Transfers could use the help. I don’t mean to victimize transfers, who I know to be some of the toughest, smartest, most determined people I’ve met at Rice, but the data shows that the deck stacks itself against transfers from the start. A well-documented trend within academic research, “transfer shock” refers to the period of high stress leading to lower performance due to sharp changes in academic and social environments. But even when this initial shock wears off, transfers still face disproportionate academic and social challenges. 

A 2011 study from the Maryland Higher Education Commission found that transfers from community colleges averaged just a 2.73 GPA in their first year at a new institution largely due to difficulties in adjustment. Even when transfers make it past their first year, a study from Western Washington University found that transfers who make it past the first two years at a new institution average five percent lower GPAs and are 10 percent less likely to graduate compared to equally accomplished freshman matriculators. On the social side, a study from the University of Michigan found that transfers score significantly lower on measures of social connectedness when compared to freshman new students. The combination of academic struggle and social alienation creates the perfect storm for mental health issues, with transfer students twice as likely to display depressive traits when compared to native students. Unfortunately, this can manifest itself in suicidal ideation and self-harm — a study indicated that transfers are more likely to self-harm and attempt to commit suicide.
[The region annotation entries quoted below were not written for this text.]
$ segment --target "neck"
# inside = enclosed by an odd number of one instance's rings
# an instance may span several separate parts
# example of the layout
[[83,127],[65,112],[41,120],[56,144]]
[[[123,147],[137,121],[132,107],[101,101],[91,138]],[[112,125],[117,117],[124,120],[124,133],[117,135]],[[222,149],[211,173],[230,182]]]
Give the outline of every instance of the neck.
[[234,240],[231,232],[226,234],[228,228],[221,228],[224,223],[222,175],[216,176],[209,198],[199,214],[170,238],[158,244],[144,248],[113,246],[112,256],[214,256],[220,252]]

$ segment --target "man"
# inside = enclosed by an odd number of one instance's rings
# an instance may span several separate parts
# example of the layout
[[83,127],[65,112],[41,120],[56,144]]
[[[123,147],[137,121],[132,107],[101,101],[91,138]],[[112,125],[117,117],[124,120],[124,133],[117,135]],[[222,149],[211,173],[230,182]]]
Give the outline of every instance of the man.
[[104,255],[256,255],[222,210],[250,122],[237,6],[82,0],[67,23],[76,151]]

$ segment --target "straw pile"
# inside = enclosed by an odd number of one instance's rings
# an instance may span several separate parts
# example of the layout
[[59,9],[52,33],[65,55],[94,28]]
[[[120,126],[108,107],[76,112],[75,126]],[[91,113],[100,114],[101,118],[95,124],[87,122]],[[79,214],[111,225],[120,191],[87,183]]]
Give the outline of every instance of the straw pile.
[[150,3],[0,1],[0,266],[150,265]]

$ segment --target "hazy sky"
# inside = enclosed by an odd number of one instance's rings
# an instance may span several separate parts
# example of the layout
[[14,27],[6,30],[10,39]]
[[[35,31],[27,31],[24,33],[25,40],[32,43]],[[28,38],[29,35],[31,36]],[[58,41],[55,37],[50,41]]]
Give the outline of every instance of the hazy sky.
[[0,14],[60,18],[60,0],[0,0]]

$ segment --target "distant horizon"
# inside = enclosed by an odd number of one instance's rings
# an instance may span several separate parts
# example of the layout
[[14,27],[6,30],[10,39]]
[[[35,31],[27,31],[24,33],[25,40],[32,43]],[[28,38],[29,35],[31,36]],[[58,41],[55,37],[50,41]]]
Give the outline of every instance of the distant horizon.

These statistics are far from well known. Transfer students are not identified as the risk group they are — despite the fact that they are more likely to be survivors of sexual assault and face income insecurity. Advisor training largely continues to propagate that the only difference in advising transfer students is that you shouldn’t “baby” them because they’re older. This approach is not only controversial within the transfer community but also horrifically reductive to the unique stresses transfers face.

“But we don’t get enough transfer advisor applicants!” cries the chorus of overworked (and underpaid) coordinators. The lack of applicants arises from the lack of transfer advisors in the first place — transfer students are systematically disenfranchised from the moment they step onto this campus because of a lack of support and representation. It is not our responsibility as transfers to engage with colleges we feel ostracized from, it is the responsibility of coordinators to break the vicious cycle that has continued for years.

That said, don’t rest on your laurels because you managed to get a single transfer advisor on your team. Transfer students are perhaps the least monolithic group on campus, differing in previous institutions, races, sexualities and attitudes on transferring. A few weeks ago, I sat on a panel for transfer students and directly contradicted the answers of another transfer student I greatly respect. The transfer students in your O-Weeks will be similarly diverse and while one is better than none, multiple transfer advisors could better serve these students.

On top of that, transfer students are still awesome people and great advisors. While my status as a transfer influences how I advise, I hope I was able to be a good advisor absent this demographic point. Transfer students are some of the coolest, sweetest and most interesting people I’ve met with a truly unique viewpoint on college that I firmly believe they can offer to new students, transfer and non-transfer alike. O-Week should be about both making people from different backgrounds feel accepted and exposing people to new perspectives from others.

Adding more transfer students to advisor teams is not a cure all, but it’s a start. If we empower and serve transfer new students from the second they arrive at Rice by having more transfer representation among their advisors, I have no doubt that Rice will become a better community for all.